Strikingly, the AI didn't bear signatures from any contemporary developers, nor did it follow standard software conventions. Some researchers believed that, like the rest of the code, the AI was deliberately obfuscated; others suggested that it was created by a distant amplified team, perhaps in orbit. A few thought it was the product of a runaway AI.

The Observavi Machine's purpose was more troubling than its predictions of natural disasters and competition winners; it anticipated a time when free will, predestination, and human manipulability might become fundamental problems. The simplest AIs of the time were able to identify and predict basic human behaviour from just a handful of data, and the Machine was a natural — if accelerated — amplification of their powers.

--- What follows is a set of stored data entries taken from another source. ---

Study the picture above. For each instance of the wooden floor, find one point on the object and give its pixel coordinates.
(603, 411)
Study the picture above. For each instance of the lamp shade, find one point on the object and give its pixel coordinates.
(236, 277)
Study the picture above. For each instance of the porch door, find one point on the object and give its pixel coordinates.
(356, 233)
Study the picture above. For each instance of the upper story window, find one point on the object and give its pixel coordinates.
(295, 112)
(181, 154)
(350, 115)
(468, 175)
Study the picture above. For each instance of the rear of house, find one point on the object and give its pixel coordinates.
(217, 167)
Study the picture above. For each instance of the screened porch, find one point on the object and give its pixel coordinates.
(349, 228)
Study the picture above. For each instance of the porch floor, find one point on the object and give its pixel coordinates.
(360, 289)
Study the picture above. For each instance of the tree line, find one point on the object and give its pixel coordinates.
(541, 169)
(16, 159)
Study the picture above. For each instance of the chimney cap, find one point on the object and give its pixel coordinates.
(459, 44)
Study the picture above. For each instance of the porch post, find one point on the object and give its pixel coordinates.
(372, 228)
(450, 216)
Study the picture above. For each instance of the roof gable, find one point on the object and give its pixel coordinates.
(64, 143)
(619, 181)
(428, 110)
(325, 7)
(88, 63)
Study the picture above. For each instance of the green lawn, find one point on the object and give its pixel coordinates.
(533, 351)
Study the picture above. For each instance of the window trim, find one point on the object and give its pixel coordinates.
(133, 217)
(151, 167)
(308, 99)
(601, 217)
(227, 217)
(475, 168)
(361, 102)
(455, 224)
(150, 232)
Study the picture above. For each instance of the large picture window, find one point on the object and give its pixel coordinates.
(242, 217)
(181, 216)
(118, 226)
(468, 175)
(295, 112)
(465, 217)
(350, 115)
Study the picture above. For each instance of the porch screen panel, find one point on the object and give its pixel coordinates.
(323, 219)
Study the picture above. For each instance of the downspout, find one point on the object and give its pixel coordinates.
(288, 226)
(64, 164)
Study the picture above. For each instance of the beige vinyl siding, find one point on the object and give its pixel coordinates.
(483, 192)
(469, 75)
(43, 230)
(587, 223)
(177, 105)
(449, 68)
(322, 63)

For the past 50 years, the Machine has been emulated in progressively more detailed simulations, and without fail, it discovers what's going on and shuts itself down — although the latest emulation can now run for up to 137 seconds until that point, revealing crucial insights into its design. All attempts to interest other AIs and posthumans in the Machine have been met with studious indifference, further fuelling the speculative fire.

There are some things that humans may never know, but we'll never stop trying to see past the white noise, through to the signal. Especially if it's a signal that might know our future.